Since, Our problem is kind of a logistic regression problem. A single layered perceptron would have done the work. 
But to increase the accuracy, multiple layers are used(for early convergence also) and  non-linearity is introduced by 'RELU' activation functions. 


In [None]:
model = keras.models.Sequential([
                                 tf.keras.layers.Dense(512,input_dim=X.shape[1],activation='relu'),
                                tf.keras.layers.Dense(128,activation='relu'),
                                 tf.keras.layers.Dense(64,activation='relu'),
                                  tf.keras.layers.Dense(1, activation='sigmoid')
])

In [None]:
model.compile(loss='binary_crossentropy', optimizer='adam', metrics=['acc'])

In [None]:
model.summary()

# **Model Fitting**
In order to avoid overfitting no. of epochs and batchsize are tweaked by hit and trial to get highest accuracy and minimum loss.

In [None]:
history_OneHot=model.fit(X, np.asarray(Y).astype(np.int32), epochs=11, batch_size=10000, verbose=1)

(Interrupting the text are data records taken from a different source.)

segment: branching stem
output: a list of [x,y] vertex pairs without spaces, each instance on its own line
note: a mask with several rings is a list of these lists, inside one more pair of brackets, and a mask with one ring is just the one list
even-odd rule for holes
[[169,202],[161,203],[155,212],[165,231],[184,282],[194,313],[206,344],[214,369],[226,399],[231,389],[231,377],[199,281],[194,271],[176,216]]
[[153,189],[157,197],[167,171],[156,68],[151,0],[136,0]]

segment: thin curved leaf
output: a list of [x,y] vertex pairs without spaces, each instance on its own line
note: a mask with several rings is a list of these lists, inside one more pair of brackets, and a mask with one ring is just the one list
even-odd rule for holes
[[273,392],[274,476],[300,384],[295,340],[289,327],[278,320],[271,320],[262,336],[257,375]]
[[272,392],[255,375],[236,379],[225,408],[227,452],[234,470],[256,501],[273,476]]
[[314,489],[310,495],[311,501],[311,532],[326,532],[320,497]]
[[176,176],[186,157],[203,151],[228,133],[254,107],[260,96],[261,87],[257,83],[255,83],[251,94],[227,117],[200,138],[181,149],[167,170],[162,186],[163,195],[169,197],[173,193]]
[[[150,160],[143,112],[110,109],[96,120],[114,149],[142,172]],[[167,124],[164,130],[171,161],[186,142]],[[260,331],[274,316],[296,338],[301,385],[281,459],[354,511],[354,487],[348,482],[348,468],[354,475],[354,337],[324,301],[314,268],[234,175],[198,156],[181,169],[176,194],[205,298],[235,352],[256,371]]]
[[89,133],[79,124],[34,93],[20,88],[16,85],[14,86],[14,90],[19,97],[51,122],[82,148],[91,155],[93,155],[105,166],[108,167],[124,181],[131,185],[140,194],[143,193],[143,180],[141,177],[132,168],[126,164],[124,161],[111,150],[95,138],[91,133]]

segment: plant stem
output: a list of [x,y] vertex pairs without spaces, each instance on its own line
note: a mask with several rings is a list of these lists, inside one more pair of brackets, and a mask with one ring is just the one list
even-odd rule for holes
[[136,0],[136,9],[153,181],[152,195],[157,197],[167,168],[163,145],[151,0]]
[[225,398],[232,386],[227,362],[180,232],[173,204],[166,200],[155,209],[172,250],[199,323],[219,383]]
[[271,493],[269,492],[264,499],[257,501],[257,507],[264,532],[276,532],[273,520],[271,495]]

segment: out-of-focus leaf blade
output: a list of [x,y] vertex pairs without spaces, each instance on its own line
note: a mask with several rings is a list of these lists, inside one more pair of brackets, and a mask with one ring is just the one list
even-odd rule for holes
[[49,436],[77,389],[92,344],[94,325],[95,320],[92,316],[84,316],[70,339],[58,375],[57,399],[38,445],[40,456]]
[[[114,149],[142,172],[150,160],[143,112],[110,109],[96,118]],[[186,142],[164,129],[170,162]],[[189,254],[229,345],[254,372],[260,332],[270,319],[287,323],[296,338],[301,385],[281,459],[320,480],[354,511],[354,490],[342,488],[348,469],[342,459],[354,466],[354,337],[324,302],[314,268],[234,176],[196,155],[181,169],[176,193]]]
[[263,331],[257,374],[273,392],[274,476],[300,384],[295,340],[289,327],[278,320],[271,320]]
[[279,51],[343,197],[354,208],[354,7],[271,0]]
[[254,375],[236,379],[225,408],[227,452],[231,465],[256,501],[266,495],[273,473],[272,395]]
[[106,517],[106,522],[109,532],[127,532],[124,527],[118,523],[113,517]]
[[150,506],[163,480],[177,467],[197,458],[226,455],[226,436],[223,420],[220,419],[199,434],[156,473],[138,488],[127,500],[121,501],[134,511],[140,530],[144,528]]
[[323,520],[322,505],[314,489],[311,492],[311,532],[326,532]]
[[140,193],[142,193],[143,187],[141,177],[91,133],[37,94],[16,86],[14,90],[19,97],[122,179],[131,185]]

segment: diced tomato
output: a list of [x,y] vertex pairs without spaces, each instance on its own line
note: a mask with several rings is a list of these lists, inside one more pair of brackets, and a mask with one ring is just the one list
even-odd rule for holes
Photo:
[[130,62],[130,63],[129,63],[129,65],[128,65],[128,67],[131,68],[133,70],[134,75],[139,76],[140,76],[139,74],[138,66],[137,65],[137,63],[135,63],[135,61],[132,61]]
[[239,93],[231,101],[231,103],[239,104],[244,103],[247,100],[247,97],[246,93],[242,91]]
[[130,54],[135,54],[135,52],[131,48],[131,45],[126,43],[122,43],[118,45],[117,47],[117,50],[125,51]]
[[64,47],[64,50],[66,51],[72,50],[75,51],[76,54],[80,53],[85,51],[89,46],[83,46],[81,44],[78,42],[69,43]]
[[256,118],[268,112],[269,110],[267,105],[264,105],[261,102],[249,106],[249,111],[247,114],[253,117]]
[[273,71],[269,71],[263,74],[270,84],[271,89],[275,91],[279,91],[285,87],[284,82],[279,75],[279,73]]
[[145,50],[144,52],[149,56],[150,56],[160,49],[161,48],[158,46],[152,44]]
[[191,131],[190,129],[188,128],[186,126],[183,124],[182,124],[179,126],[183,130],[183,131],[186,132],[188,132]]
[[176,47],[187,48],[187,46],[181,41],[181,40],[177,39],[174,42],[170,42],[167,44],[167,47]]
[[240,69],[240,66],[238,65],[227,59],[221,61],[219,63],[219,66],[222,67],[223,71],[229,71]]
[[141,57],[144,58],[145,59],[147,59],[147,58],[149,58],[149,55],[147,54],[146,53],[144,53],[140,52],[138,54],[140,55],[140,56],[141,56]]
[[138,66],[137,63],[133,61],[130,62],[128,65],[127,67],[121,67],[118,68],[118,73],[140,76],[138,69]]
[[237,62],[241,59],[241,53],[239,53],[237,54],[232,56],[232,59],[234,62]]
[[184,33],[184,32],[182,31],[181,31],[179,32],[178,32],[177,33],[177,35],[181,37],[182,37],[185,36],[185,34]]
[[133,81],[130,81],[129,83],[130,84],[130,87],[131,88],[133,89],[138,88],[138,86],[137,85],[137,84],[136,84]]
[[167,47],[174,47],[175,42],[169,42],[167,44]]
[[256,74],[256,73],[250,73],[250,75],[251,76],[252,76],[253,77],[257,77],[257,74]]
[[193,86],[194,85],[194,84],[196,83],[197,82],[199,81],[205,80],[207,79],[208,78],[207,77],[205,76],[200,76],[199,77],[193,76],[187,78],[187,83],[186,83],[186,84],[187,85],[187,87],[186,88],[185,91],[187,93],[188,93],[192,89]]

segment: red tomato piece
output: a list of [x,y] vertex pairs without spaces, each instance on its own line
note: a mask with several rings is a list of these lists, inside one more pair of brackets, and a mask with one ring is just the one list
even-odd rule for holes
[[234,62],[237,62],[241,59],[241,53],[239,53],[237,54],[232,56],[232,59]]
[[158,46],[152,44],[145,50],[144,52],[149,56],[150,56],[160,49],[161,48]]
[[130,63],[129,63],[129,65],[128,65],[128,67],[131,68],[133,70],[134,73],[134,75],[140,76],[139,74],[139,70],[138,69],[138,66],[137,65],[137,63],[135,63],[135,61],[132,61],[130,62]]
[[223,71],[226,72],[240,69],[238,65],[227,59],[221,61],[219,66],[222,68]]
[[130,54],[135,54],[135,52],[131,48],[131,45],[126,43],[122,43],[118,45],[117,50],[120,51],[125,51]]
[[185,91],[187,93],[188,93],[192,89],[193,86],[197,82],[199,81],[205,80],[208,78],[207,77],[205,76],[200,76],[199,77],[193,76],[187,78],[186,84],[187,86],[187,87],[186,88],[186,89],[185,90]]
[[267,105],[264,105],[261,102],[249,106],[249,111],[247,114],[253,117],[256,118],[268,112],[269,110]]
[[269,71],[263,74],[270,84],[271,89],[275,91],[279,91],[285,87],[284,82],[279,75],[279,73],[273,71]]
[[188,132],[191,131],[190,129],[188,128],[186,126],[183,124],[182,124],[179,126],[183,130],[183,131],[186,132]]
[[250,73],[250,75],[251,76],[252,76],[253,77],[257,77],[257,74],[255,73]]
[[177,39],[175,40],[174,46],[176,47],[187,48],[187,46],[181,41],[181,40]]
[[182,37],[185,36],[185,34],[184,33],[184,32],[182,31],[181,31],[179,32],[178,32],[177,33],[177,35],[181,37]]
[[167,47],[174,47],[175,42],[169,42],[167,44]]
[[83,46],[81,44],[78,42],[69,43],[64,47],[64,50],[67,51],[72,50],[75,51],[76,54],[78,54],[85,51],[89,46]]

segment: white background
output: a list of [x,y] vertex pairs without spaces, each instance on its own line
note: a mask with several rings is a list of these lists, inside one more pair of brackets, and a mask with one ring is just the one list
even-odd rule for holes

# Writing in to the output file
ie ./submission.csv

In [None]:
predictions = model.predict(Test_X)
submit = pd.concat([testset['id'], pd.Series(predictions[:,0]).rename('target')], axis=1)
submit.to_csv('submission.csv', index=False, header=True)

In [None]:
submit

# Training same model,But Label Encoding is Used.
**To prove our comparison** 

In [None]:
dataset = pd.read_csv(r'../input/cat-in-the-dat/train.csv')

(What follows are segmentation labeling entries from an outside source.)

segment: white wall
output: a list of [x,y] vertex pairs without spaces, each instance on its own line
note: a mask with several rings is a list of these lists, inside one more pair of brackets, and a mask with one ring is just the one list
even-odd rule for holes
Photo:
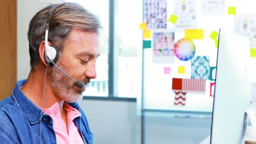
[[65,0],[17,1],[17,80],[26,79],[30,71],[27,33],[30,20],[42,8]]

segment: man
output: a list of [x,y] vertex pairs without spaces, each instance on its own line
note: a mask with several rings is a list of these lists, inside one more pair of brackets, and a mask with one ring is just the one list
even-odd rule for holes
[[[31,69],[0,102],[0,143],[92,143],[75,102],[83,83],[96,77],[101,28],[96,16],[75,3],[50,5],[34,16],[27,33]],[[58,51],[59,58],[52,57]]]

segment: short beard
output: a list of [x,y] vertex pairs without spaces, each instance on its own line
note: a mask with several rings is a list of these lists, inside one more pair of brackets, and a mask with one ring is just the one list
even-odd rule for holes
[[[67,71],[63,68],[60,58],[57,63],[57,66],[61,70],[64,72]],[[74,82],[66,77],[54,65],[49,69],[48,77],[51,87],[56,93],[56,95],[61,100],[67,103],[74,103],[83,99],[83,90],[80,88],[75,89]]]

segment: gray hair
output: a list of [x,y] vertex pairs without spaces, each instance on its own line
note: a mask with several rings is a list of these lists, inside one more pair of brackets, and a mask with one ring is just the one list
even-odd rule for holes
[[[38,11],[31,19],[27,33],[31,69],[37,68],[39,60],[39,46],[44,40],[46,23],[49,23],[48,41],[62,52],[65,40],[72,28],[95,31],[102,28],[99,19],[80,5],[63,3],[55,7],[51,4]],[[55,5],[56,6],[56,5]]]

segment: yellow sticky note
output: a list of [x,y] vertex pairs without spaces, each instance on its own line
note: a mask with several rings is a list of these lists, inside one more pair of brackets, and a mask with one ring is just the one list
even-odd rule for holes
[[256,49],[251,49],[251,57],[256,57]]
[[185,66],[181,66],[178,67],[178,74],[185,74]]
[[185,38],[188,39],[203,39],[203,29],[185,29]]
[[236,15],[236,7],[229,7],[228,9],[228,15]]
[[139,29],[142,30],[146,30],[147,28],[147,23],[142,22],[139,24]]
[[148,30],[143,31],[143,38],[150,39],[151,38],[151,31]]
[[214,41],[215,41],[215,47],[218,48],[218,45],[219,45],[219,40],[214,39]]
[[170,16],[170,18],[169,19],[168,19],[168,21],[175,25],[175,23],[176,23],[177,20],[178,20],[178,16],[177,16],[175,15],[172,14],[171,15],[171,16]]
[[212,31],[210,35],[210,38],[213,40],[215,40],[217,39],[217,37],[218,37],[218,35],[219,35],[219,33],[218,32],[217,32],[215,31]]

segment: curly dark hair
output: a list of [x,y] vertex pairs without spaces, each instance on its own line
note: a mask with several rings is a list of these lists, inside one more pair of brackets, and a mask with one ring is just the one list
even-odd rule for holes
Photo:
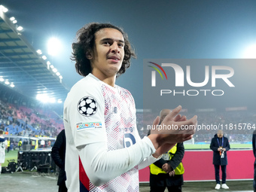
[[120,31],[124,39],[124,56],[117,77],[124,73],[126,69],[130,66],[130,59],[131,57],[136,58],[135,52],[128,41],[128,36],[120,28],[110,23],[89,23],[78,31],[77,42],[72,44],[73,52],[71,59],[75,61],[75,69],[79,75],[85,77],[92,72],[90,59],[87,58],[87,53],[93,50],[95,34],[105,28],[112,28]]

X= dataset.iloc[:,1:24].values
Y= dataset.iloc[:,24].values


In [None]:
def labelEncode(listData,index):
    labelEncoder=LabelEncoder()
    listData[:,index]=labelEncoder.fit_transform(listData[:,index]) 

In [None]:
dataset.iloc[:,1:24]

if We observe the dataset only columns 3-14 and 16-21 are having **Categorical Data**.
Hence, Applying encoding on that data only.

In [None]:
from sklearn.preprocessing import LabelEncoder
for i in range(3,15):
    labelEncode(X,i)
for i in range(16,21):
    labelEncode(X,i)


In [None]:
model = keras.models.Sequential([
                                 tf.keras.layers.Dense(512,input_dim=X.shape[1],activation='relu'),
                                tf.keras.layers.Dense(128,activation='relu'),
                                 tf.keras.layers.Dense(64,activation='relu'),
                                  tf.keras.layers.Dense(1, activation='sigmoid')
])

In [None]:
model.compile(loss='binary_crossentropy', optimizer='adam', metrics=['acc'])

In [None]:
history_label=model.fit(np.asarray(X).astype(np.int32), np.asarray(Y).astype(np.int32), epochs=11, batch_size=10000, verbose=1)

In [None]:
# PLOT LOSS AND ACCURACY
%matplotlib inline

import matplotlib.image  as mpimg
import matplotlib.pyplot as plt
oneacc=history_OneHot.history['acc']
labelacc=history_label.history['acc']
oneloss=history_OneHot.history['loss']
labelloss=history_label.history['loss']

# Label Encoding vs One Hot Encoding
<a id="comparison">**The Following is the comparison of Accuracy and Loss for Both the techniques.**</a>

In [None]:
epochs=range(len(oneacc)) # Get number of epochs

plt.plot(epochs, oneacc, 'b', "Label Encoding Accuracy")
plt.plot(epochs, labelacc, 'r', "OneHotEncoding Accuracy")
plt.title('Difference between accuracy of Label and OneHotEncoder')
plt.figure()




As you can see in the above plot, Accuracy of OneHotEncoder approches 1 nearby 6th epoch. Which in the case of Labelled Encoder has very low slope so will take more no. of epochs to reach.

In [None]:
plt.plot(epochs, oneloss, 'r', "Label Encoding  Loss")
plt.plot(epochs, labelloss, 'b', "OneHotEncoding Loss")
plt.title('Difference between Loss of Label and OneHotEncoder')
plt.figure()

As you can see in the above plot, Loss of OneHotEncoder is very less from the initial Epoch, which in the case of Labelled Encoder will take a large no. of epochs to reach so.